There wouldn't have been much magic in the stories, however, without the "old Marie", or "Knips-doch-mal, Mariechen" (take another snap, Mariechen). Marie, a photographer and close and longstanding family friend (the book is dedicated to her memory), was like a fixture in the daily life of the older children, and "clinging" to "Väterchen" wherever he went, capturing the family members and anything of minor or major importance for "Vatti's" next book project. Maybe, it was that she had a special talent to master the "Box", an apparently simple pre-war Agfa box camera that, having been clobbered and knocked about during the war, had apparently developed a mind of its own, or it was that she could imprint visions onto the photos once they passed through her darkroom... In any event, "Mariechen with her Box could not only see into the past but also into the future." And she shared what she saw... The novel's subtitle "Tales from the Darkroom" suggests upfront that we can expect some surprises when photos emerged from processing in the darkroom. The "children", moving back in time, recall many of Marie's stories and her photos from the Box.
The children's narratives, constantly interrupting each other, meander back and forward in time, reminding me of a jigsaw or, even better, a crossword puzzle, the only chronology being established by Grass's work in progress on one of his novels.
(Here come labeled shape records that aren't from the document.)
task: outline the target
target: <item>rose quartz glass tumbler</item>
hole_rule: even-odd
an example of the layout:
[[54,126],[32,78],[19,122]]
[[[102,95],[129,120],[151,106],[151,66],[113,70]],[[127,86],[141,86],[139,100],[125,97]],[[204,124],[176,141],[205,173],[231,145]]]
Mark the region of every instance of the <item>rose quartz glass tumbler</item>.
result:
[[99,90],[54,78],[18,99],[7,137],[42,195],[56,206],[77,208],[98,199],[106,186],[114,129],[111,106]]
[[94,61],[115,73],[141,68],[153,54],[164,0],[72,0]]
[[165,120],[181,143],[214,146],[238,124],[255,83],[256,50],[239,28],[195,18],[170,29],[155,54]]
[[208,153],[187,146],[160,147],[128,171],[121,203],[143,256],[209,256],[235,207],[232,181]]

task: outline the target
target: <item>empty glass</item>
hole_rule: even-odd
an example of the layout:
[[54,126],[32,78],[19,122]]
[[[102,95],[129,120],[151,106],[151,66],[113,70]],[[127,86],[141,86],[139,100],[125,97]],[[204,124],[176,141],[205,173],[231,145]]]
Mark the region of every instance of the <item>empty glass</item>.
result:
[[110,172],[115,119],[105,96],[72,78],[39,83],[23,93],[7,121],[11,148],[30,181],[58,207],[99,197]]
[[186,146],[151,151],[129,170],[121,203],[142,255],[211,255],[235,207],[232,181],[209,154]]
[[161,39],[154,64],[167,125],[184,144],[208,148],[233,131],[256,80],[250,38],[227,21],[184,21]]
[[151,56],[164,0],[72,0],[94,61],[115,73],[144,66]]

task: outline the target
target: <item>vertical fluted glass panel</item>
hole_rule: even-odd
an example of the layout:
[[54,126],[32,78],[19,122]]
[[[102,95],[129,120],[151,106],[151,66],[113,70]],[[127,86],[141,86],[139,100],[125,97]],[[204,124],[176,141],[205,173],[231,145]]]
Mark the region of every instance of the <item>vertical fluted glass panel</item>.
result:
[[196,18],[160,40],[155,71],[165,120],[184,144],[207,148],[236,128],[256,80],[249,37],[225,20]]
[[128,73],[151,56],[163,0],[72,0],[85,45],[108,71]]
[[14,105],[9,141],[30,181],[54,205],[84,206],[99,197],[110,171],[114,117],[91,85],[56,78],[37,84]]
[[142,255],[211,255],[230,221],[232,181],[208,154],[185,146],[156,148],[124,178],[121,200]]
Words are often triggers to associations and insinuations, not only for the others in the groups around the table, but also for the reader familiar with Grass's writing and/or life and the German context in which the life stories are set. The recounting is full of humour and ironies, mixed in with tidbits of wisdom and serious reflections. Grass's language deserves highlighting (having read the book in German). It is a jumble of direct voices (never indicated by quotes, except for Mariechen), half or incomplete sentences literally falling over each other; jokes and colloquialisms, jumping from one speaker to another, creating a vividly evoked intimacy and an immediacy of a lively debate that one would feel tempted to jump into to ask questions, or just to join in the laughter and fun with the rest of them... I would think that the author''s language here is almost impossible to translate without losing much in the process. Grass is never easy to translate as he invents words as he goes and creates images and associations with unusual usages of words that have to be transposed rather than translated into other languages.
Publicized as the second volume of his three-volume memoir, THE BOX could not be different in style, tone and author's perspective from the first, Peeling the Onion, which was written with hindsight of age and critical reflection on Günter's youth and younger years. The third volume, now published in German, "Grimms' Wörter", melds the biography of the Grimm brothers with his own life, continuing roughly the chronology in his life's works. Grass demonstrates with this fictionalized memoir that he is, at 83, still innovative, experimental and avant-garde in his writing and thinking. A visual artist, a poet as well as a fiction and non-fiction writer, he shows himself here again as an exquisite storyteller with rich imagination that is, despite the magical visions he creates, nevertheless solidly grounded in the realities of his time.